A set of connected peers forming a gossip network.

Gossip Protocol

The Radicle networking layer is designed as a gossip protocol, where messages are relayed between peers to build routing tables that aid in repository discovery and replication. The core functionality is achieved with three message types, each fulfilling a distinct role:

Node Announcements are used for broadcasting Node IDs and physical addresses on which a node is publicly reachable, to facilitate peer discovery.

Node Announcement    
version u8 Supported protocol version
features u64 Advertised node capabilities
timestamp u64 Message timestamp (unix time)
alias u8[] Non-unique alias (UTF-8)
addresses Address[] External addresses
nonce u64 Nonce used for DoS protection
agent u8[] User-agent (UTF-8)

Inventory Announcements are used for broadcasting repository inventories and constructing the routing table which maps out what repositories are hosted where.

Inventory Announcement    
inventory RepoID[] Repository inventory
timestamp u64 Message timestamp (unix time)

Reference Announcements are used for broadcasting updates to repositories, relayed only to nodes interested in the relevant repository.

Refs Announcement    
rid RepoID Repository that was updated
refs {NodeID, OID}[] Updated signed refs (rad/sigrefs)
timestamp u64 Message timestamp (unix time)

To prevent endless propagation, nodes drop any message already encountered. However, for the sake of broadcasting messages to new nodes, gossip messages may be temporarily stored and replayed to nodes joining the network for the first time, or after a long period of being offline.

Each announcement includes the originating Node ID along with a cryptographic signature and timestamp, allowing network participants to verify the authenticity of messages before relaying them to peers.
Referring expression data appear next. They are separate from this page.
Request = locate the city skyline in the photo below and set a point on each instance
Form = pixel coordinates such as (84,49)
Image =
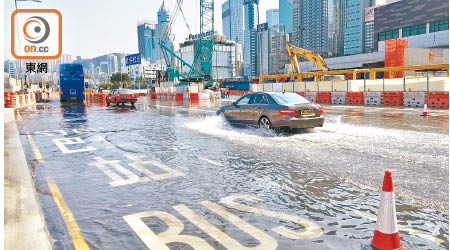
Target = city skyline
(91,30)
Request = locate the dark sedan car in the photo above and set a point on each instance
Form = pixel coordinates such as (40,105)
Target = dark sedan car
(273,110)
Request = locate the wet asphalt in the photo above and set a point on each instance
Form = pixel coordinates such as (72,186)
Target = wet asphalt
(172,157)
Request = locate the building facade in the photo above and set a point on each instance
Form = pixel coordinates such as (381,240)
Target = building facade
(227,57)
(263,41)
(232,20)
(278,57)
(161,32)
(147,41)
(313,22)
(272,18)
(354,26)
(285,15)
(424,24)
(250,20)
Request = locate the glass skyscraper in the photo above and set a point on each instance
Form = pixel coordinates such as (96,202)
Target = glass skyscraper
(161,32)
(250,19)
(354,28)
(272,18)
(147,41)
(313,21)
(285,15)
(232,21)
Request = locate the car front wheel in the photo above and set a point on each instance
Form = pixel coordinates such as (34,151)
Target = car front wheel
(265,123)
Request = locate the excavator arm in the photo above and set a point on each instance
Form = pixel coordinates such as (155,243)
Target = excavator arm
(306,54)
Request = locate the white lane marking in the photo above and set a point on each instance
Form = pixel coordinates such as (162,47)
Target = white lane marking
(312,230)
(108,168)
(171,235)
(266,241)
(211,161)
(405,229)
(139,164)
(71,141)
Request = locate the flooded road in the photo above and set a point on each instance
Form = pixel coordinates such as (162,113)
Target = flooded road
(175,175)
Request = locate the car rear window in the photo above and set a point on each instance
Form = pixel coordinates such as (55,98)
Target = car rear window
(289,98)
(125,91)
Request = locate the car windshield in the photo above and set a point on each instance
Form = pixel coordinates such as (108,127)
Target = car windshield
(289,98)
(125,91)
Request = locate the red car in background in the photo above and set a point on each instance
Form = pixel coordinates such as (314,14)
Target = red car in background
(121,96)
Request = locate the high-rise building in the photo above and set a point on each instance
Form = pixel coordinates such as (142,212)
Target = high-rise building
(232,21)
(147,41)
(263,38)
(369,29)
(278,58)
(313,23)
(250,19)
(272,18)
(285,15)
(161,32)
(354,28)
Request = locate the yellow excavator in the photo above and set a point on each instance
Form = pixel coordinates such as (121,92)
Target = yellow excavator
(306,54)
(310,56)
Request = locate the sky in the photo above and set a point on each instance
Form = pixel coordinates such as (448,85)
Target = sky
(97,27)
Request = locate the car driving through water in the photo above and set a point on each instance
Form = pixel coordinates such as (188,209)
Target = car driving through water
(273,110)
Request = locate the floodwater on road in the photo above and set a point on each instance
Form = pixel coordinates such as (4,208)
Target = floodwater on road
(128,175)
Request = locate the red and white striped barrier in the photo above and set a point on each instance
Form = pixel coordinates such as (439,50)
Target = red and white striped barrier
(386,231)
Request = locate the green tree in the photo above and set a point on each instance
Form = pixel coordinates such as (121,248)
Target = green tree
(121,77)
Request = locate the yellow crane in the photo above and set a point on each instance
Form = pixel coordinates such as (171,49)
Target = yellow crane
(306,54)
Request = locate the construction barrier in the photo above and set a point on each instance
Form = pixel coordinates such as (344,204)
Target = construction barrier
(414,99)
(323,97)
(392,98)
(437,100)
(355,98)
(10,100)
(311,96)
(372,98)
(338,97)
(194,97)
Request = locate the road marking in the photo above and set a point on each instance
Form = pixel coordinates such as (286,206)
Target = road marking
(405,229)
(70,141)
(312,230)
(74,231)
(265,240)
(112,168)
(211,161)
(35,149)
(171,235)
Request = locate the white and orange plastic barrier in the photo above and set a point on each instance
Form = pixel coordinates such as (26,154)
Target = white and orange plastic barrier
(386,235)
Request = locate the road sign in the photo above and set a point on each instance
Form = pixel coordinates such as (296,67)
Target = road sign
(133,59)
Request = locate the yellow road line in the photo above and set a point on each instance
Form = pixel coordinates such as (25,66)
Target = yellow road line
(35,148)
(74,231)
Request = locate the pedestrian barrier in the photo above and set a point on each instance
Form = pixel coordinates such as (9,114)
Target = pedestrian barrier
(311,96)
(10,100)
(323,97)
(355,98)
(392,98)
(179,96)
(338,97)
(437,100)
(372,98)
(414,99)
(386,235)
(194,97)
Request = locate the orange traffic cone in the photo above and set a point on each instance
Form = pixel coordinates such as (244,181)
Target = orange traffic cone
(386,231)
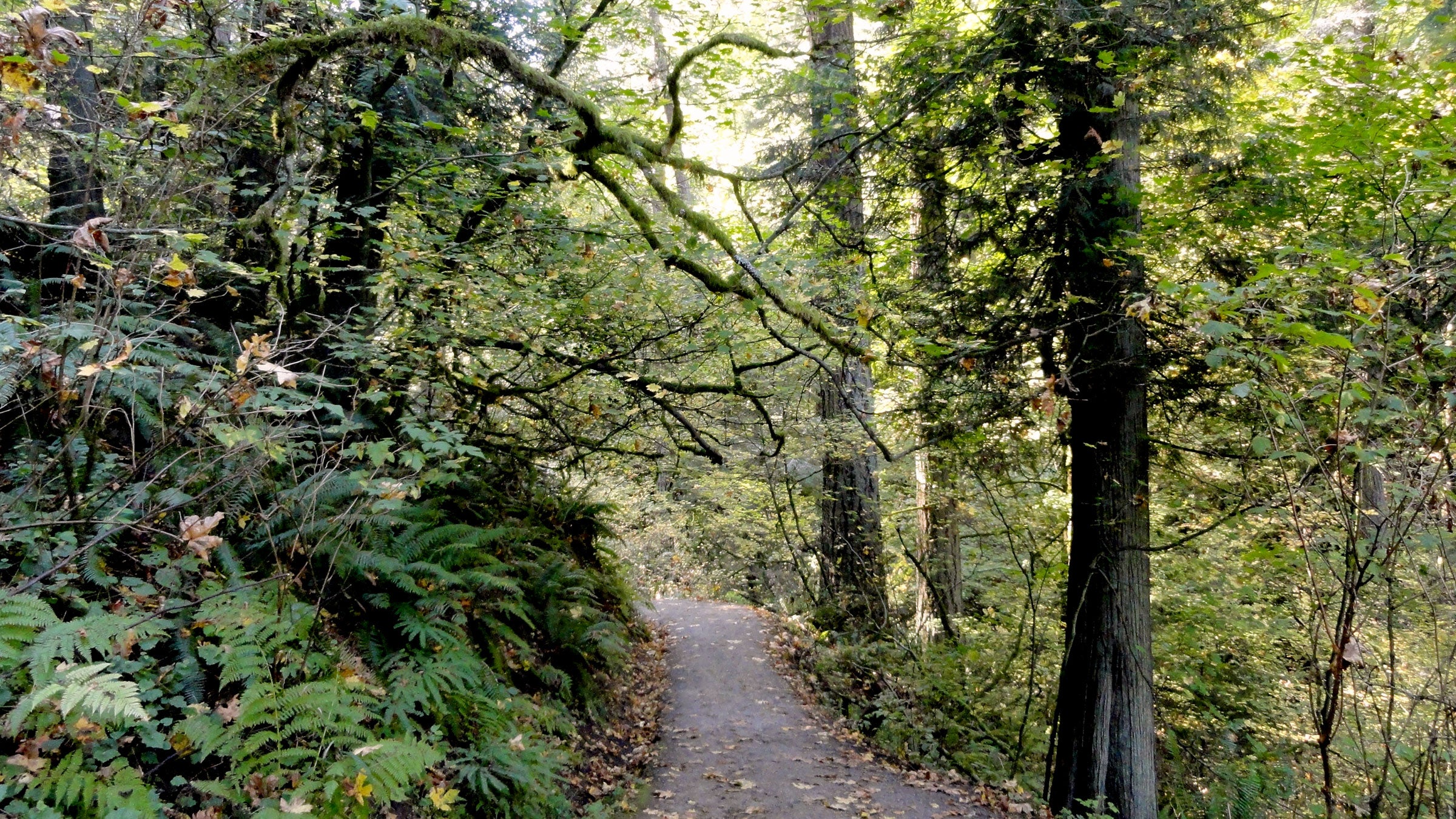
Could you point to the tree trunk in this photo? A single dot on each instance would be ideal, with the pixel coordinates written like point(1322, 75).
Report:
point(849, 542)
point(75, 190)
point(938, 542)
point(1104, 740)
point(851, 562)
point(661, 66)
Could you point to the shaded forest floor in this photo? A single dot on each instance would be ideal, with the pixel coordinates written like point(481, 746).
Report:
point(737, 741)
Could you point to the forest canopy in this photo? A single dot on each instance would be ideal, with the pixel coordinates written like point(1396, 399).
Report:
point(1074, 379)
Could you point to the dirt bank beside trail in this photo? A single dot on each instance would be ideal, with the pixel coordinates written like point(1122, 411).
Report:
point(737, 742)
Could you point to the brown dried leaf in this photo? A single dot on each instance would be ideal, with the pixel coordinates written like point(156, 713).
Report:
point(91, 237)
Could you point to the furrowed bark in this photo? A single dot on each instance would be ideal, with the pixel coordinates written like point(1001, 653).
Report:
point(849, 539)
point(1104, 742)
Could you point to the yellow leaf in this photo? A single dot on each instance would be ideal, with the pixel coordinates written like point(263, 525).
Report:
point(18, 76)
point(362, 790)
point(443, 799)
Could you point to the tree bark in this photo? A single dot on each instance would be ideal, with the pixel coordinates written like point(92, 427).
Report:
point(1104, 736)
point(851, 562)
point(661, 66)
point(73, 186)
point(938, 542)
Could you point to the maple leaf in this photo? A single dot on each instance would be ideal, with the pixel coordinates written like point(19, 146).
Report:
point(197, 534)
point(359, 789)
point(443, 799)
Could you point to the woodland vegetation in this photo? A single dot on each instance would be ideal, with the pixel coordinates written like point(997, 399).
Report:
point(1078, 379)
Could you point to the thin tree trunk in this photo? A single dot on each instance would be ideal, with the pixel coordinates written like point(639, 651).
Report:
point(75, 190)
point(849, 542)
point(937, 544)
point(938, 541)
point(1105, 742)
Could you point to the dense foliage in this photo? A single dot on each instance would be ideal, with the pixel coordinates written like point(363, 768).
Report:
point(337, 342)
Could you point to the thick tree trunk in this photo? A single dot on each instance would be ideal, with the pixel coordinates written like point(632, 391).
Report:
point(851, 560)
point(851, 563)
point(1104, 741)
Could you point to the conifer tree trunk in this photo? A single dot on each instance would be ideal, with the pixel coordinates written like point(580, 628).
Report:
point(73, 187)
point(1104, 740)
point(849, 542)
point(938, 538)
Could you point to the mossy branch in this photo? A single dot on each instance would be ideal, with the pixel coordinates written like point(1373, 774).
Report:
point(599, 138)
point(675, 79)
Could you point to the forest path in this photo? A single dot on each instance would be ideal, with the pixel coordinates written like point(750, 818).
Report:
point(736, 740)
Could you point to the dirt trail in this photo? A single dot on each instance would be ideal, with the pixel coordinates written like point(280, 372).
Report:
point(737, 742)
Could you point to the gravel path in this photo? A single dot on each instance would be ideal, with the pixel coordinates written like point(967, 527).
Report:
point(737, 742)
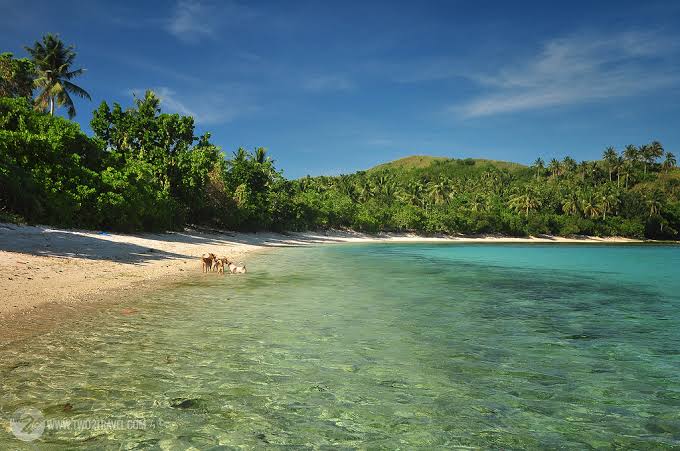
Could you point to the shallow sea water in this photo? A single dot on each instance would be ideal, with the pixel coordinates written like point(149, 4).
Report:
point(382, 346)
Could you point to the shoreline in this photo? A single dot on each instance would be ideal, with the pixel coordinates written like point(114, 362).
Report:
point(45, 269)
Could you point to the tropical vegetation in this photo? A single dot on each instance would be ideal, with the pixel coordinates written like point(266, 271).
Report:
point(143, 169)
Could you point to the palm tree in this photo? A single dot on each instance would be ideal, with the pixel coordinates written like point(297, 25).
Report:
point(570, 205)
point(539, 164)
point(619, 164)
point(437, 191)
point(555, 167)
point(261, 155)
point(610, 156)
point(525, 202)
point(569, 164)
point(631, 153)
point(656, 151)
point(590, 206)
point(53, 60)
point(654, 206)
Announcement message structure.

Tip: Refer to RIP-1 to learn more details about Radicle’s networking protocol.

Transport Encryption & Privacy

Connections between peers in the Radicle network are encrypted using a Noise protocol handshake. This begins with two peers performing a Diffie-Hellman key exchange to agree on a shared session key that is used for the duration of the connection.

Radicle uses the XK handshake pattern, which requires the connection responder’s static key to be known in advance by the initiator. This pre-sharing takes place over the gossip network via the NodeAnnouncement message, since the static key is simply the Node ID.

Once the static key is known, a connection to the node can be initiated securely, by generating an ephemeral key from the static key, using Diffie-Hellman. The last step involves the initiating node sending its own static key over the secure channel.

After the handshake phase is completed, all data exchanged between peers is fully encrypted and benefits from strong forward secrecy, ensuring secure and private communications across the network.

Tip: Radicle also supports Tor addresses. Users can leverage Tor to hide their IP address from peers, and connect to .onion addresses on the Tor network.

Replication via Git

While gossip is used to exchange metadata, actual repository data is transferred via replication using the Git protocol. The process begins with a node establishing a secure connection to one or more of the repository’s seeds, upon receiving a reference or inventory announcement of interest.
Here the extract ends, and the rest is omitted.